Louis Gagné
Agence QMI

Cimenterie de Port-Daniel: la CAQ exige une étude

Cimenterie de Port-Daniel: la CAQ exige une étude

Donald Martel. Photo Jean-François Desgagnés / Agence QMI

Louis Gagné

QUÉBEC - Quoi qu'en dise le gouvernement Couillard, le projet de cimenterie de Port-Daniel devrait faire l'objet d'une étude environnementale approfondie, croit la Coalition avenir Québec (CAQ).

Le porte-parole en matière d'environnement de la deuxième opposition officielle, Donald Martel, s'est montré sceptique vendredi face aux arguments des libéraux pour écarter toute intervention du Bureau d'audiences publiques sur l'environnement (BAPE).

Le gouvernement Couillard soutient qu'«il n'y a pas de BAPE possible», puisque la demande d'autorisation du promoteur, Ciment McInnis, a été faite avant l'entrée en vigueur des modifications à la Loi sur la qualité de l'environnement en juin 1995.

Donald Martel a fait remarquer que la capacité de production de la cimenterie avait été revue à la hausse par rapport au projet initial, ce qui justifie selon lui de reprendre le processus de certification.

«On dit que c'est un projet qui est à peu près deux fois plus gros [que ce qui était prévu au départ]. C'est évident que pour permettre la construction de l'usine, il faut une (nouvelle) certification d'autorisation, et le ministre doit demander un BAPE avant d'émettre ce certificat», a soutenu le député de Nicolet-Bécancour.

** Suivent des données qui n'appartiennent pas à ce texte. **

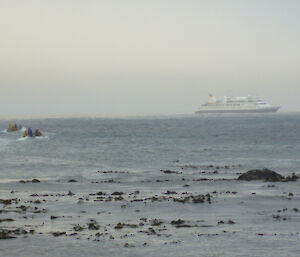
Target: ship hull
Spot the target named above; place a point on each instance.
(254, 110)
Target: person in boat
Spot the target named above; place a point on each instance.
(29, 132)
(37, 133)
(24, 134)
(11, 128)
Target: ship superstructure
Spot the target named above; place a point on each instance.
(236, 104)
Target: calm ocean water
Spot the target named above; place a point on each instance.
(82, 146)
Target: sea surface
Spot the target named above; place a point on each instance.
(165, 157)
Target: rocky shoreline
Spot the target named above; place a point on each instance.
(131, 215)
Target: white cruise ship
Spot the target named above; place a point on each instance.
(236, 104)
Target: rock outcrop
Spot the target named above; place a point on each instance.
(261, 174)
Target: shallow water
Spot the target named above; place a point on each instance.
(130, 154)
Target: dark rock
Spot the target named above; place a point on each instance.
(6, 220)
(156, 222)
(72, 180)
(293, 177)
(117, 193)
(70, 193)
(6, 201)
(177, 222)
(263, 174)
(4, 234)
(93, 226)
(58, 233)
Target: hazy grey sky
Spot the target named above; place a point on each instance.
(135, 57)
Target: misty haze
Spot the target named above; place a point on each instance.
(149, 128)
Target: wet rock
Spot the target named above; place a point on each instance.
(56, 234)
(170, 172)
(93, 226)
(70, 193)
(261, 174)
(5, 234)
(156, 222)
(170, 192)
(117, 193)
(119, 226)
(78, 228)
(293, 177)
(6, 201)
(177, 222)
(6, 220)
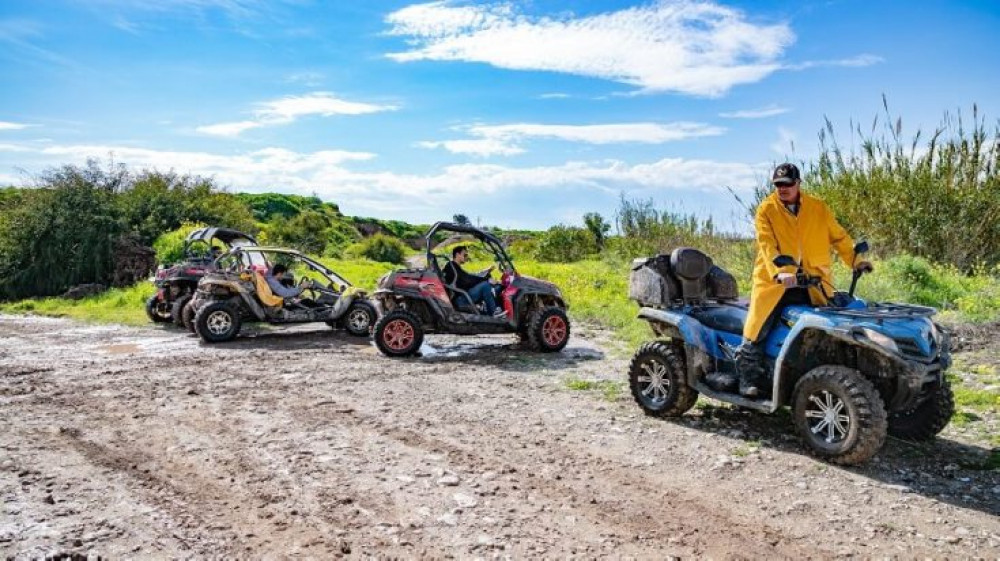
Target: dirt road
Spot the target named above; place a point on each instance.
(144, 442)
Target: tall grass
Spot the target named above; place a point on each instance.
(937, 198)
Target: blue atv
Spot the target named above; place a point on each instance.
(851, 371)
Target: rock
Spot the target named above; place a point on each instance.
(449, 480)
(464, 501)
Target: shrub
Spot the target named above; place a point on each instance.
(379, 248)
(565, 244)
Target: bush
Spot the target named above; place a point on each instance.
(564, 244)
(169, 247)
(379, 248)
(940, 200)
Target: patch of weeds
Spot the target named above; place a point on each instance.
(980, 400)
(964, 418)
(611, 391)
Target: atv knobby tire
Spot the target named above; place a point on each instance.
(359, 319)
(656, 378)
(548, 329)
(398, 333)
(926, 420)
(217, 322)
(839, 414)
(177, 309)
(151, 311)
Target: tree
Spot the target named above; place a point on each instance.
(598, 227)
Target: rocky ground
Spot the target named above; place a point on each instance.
(127, 442)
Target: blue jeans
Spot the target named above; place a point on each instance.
(482, 292)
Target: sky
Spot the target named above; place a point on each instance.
(517, 114)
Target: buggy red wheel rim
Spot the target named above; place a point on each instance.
(398, 334)
(554, 330)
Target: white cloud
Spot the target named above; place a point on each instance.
(759, 113)
(328, 174)
(785, 145)
(505, 140)
(852, 62)
(690, 47)
(290, 108)
(8, 126)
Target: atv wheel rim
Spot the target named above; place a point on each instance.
(219, 322)
(654, 384)
(554, 330)
(827, 417)
(398, 335)
(358, 320)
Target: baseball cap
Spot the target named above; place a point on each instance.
(785, 174)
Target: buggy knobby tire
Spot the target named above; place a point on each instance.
(548, 329)
(359, 319)
(398, 333)
(153, 311)
(926, 420)
(187, 314)
(216, 322)
(177, 309)
(839, 414)
(656, 378)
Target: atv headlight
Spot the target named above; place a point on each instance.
(880, 339)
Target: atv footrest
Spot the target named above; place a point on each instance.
(765, 405)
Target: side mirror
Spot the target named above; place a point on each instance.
(784, 261)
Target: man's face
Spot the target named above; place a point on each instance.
(788, 193)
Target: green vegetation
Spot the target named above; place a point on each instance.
(118, 305)
(938, 199)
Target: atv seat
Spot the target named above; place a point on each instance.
(264, 293)
(728, 318)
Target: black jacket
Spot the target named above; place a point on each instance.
(465, 280)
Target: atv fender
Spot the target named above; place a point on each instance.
(788, 363)
(675, 325)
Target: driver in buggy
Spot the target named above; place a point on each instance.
(293, 293)
(478, 287)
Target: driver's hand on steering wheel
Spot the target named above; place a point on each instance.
(787, 279)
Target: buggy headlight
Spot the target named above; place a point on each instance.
(880, 339)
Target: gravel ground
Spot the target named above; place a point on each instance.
(128, 442)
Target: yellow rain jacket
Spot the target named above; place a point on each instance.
(807, 238)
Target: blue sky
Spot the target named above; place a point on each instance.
(518, 114)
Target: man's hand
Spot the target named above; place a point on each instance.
(787, 279)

Le Journal de Québec a révélé jeudi que l'usine de Port-Daniel, dans laquelle 450 millions $ de fonds publics seront investis, deviendra le projet industriel le plus polluant de l'histoire du Québec.

Selon les résultats d'une étude commandée par les promoteurs du projet, l'usine produira annuellement deux millions de tonnes de gaz à effet de serre (GES), soit plus que toute autre industrie de la province, y compris les raffineries de Lévis et Montréal.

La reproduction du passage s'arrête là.